Marik, who completed part of his medical training in London, Ont., said bogus claims about COVID-19 treatments can cause more harm than good and may be hindering acceptance of the benefits of quercetin.

“There are all these nutcases who are suggesting all these things, but you know all the things we came up with are based on really excellent scientific data,” he said. “It’s not like this came out of thin air. If you look at its antiviral properties, it’s been very well studied.”

A study conducted in Istanbul, Turkey, of 113 health-care workers determined that use of quercetin and vitamin C “was protective for healthcare workers.”

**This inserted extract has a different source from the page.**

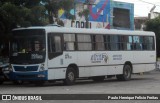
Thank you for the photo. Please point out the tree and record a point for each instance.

In that study, only one of 71 health care workers who received the quercetin and vitamin C mixture eventually caught the virus, while nine of the 42 health care workers who did not receive it tested positive for COVID-19.

In an e-mail, Dr. Hasan Onal — the study’s co-author — said his team addressed the problems with the bio-availability of quercetin by combining it with vitamin C.

Onal said his study has already had a larger impact among healthcare workers than anticipated.

“Everyday we got dozens of mails or calls regarding the dose or content from health care workers under high risk,” he said, adding those messages came from health care workers well beyond Turkey’s borders.

While that study is focused on prevention, Onal said he has another study currently underway looking at the role of quercetin in the treatment of patients diagnosed with COVID-19.

Another ongoing study in Saudi Arabia, using quercetin combined with zinc, bromelain and vitamin C, also holds promise, according to a preliminary report on the research.

The report says the treatment “shows a promising positive therapeutic effect” when used on patients diagnosed with COVID-19.